Wednesday, May 23, 2018
Education

Lew Williams' memory ever-present in Pinellas School Board race

ST. PETERSBURG — Officially, five people are seeking the District 7 Pinellas County School Board seat on Tuesday.

But there's a sixth whose name is inseparable from the race.

Lew Williams was just a year into his job as a board member when he died unexpectedly in December. After three decades of working in Pinellas County schools, however, Williams' absence left a gaping hole of representation for the district's southern tip, home to the majority of the county's most struggling schools.

Now, most candidates running to finish out Williams' last two years on the board say they have some connection to the 68-year-old educator, a soft-spoken man who rose from poverty and saw schooling as his saving grace, eventually earning a master's degree and working toward a doctorate.

Still, as much as some of the candidates appear willing to align themselves with Williams' personality, work ethic or values, it's hard to ignore how they differ.

• • •

When Glenton Gilzean, Jr., heard in January that he'd probably be Gov. Rick Scott's pick to fill the position temporarily, he called Williams' widow.

Once appointed, Gilzean said he met several times with Arthurene Williams to talk about her husband's work — something he felt was necessary due partly to the fact that he had just moved into the community from Tampa.

"It was important to me because of the honor and reputation he had in the county," said Gilzean, 30, who remembered meeting Williams once a few months before he died. "It was important that I sit and hear some of his visions for the seat."

Rene Flowers, who managed Williams' 2010 campaign for the District 7 seat, was the first to file papers to replace him. The former St. Petersburg City Council member said that when she decided to run for Williams' seat, it was easy to craft a platform.

"I said, 'I want to finish the things Lew started,' " Flowers, 47, said, describing a conversation with her own campaign organizers. "There wasn't a back and forth about it."

She even has taken to using Williams' campaign slogan: "Keep the main thing the main thing."

But critics like former St. Petersburg NAACP president Ray Tampa say Flowers has only recently acquired an interest in public schools.

"I don't ever remember Rene Flowers being involved in community issues involving schools," said Tampa, also a former principal, who is backing Gilzean.

• • •

Since his death, school district leaders are honoring Williams' memory with a project aimed at improving quality preschool education, especially for economically disadvantaged kids. It was an issue especially of interest to Williams, who owned a preschool with his wife.
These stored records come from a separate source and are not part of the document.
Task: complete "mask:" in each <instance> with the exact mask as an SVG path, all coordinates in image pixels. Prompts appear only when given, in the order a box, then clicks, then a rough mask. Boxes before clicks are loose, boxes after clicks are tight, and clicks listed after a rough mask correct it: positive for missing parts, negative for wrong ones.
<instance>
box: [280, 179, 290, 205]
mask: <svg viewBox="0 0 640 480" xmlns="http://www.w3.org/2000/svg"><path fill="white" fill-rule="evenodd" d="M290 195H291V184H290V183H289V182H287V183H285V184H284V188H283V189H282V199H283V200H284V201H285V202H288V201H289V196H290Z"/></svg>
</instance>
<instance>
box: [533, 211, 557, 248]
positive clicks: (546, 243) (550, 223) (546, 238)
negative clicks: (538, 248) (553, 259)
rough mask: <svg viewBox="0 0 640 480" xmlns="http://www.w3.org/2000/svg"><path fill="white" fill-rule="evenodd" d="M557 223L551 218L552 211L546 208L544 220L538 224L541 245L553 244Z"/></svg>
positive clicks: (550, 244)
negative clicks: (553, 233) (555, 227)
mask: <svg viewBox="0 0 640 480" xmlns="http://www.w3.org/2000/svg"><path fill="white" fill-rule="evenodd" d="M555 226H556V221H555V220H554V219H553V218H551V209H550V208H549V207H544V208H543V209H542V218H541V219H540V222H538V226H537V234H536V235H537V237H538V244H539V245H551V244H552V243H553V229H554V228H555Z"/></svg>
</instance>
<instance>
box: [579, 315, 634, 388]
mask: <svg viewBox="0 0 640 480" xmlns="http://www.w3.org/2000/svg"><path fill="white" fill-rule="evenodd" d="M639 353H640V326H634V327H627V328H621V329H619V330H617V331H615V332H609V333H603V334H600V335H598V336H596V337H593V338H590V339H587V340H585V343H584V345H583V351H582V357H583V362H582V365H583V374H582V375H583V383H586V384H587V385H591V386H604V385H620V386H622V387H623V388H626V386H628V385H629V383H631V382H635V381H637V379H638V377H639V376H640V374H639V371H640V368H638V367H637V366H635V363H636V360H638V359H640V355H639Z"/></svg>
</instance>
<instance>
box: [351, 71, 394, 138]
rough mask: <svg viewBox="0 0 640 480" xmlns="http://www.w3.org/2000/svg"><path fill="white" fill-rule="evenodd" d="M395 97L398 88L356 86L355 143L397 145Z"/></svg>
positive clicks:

Early childhood education has been a regular discussion point at District 7 campaign events.

Candidate Keisha Bell, 38, ran against Williams in 2010. After the attorney lost in the three-way primary, she befriended Williams, endorsed him and established what she describes as a "mentee" relationship with Williams. She said their conversations about negative images of students from south Pinellas County solidified her interest in surrounding students with more positive messages about themselves, should she be elected.

"He told me I reminded him a lot of himself," Bell said.

Candidate Corey Givens Jr., a 20-year-old student at the University of South Florida, also says he had a couple of one-on-one mentee-like conversations with Williams. Givens said he was involved in the St. Petersburg branch of the NAACP when he came in contact with the school leader.

"As a young guy meeting Mr. Williams for the first time, it was like he was just like one of us," Givens said. "He was relatable and I think that's what we should have from our elected officials."

Givens, a young African-American man who has shown leadership potential, in some ways represents the demographic School Board candidates say they hope to reach — and one that Williams was deeply concerned about.

But Givens' campaign suffered when news broke that he'd falsely claimed to have college degrees.

Tampa, the former NAACP president, said he also questions Givens' story that he met Williams through the group, since he doesn't ever remember meeting Givens. Asked about Tampa's doubt, Givens maintained he did interact with Williams through the organization.

The only candidate who said her campaign hasn't been in some way touched by Williams' influence is Cassandra Jackson, a 52-year-old teachers' aide at Thurgood Marshall Fundamental Middle. Jackson said that the few times she met Williams, he struck her as a quiet gentleman, but she said she is running on her own experience and ideas.

"I did hear he was responsible for improving minority hiring," Jackson said.

In her six years with the district, Jackson's performance reviews have all been good — with one exception. Her 2010 review stated she had "outstanding complaints" over her relationships with others, "inappropriate interactions" with students and "needs to take initiative to work with students." Jackson disputes the review's findings and supplied the Tampa Bay Times with multiple letters from other faculty members saying she was good with kids and employees.

While the other candidates head into Election Day feeling some connection to Williams, one person intimately involved in the race hasn't publicly endorsed anyone.

Arthurene Williams has stayed quiet on the subject of her husband's successor. When the Times called to ask her about her thoughts, she politely declined to talk right then and never called back.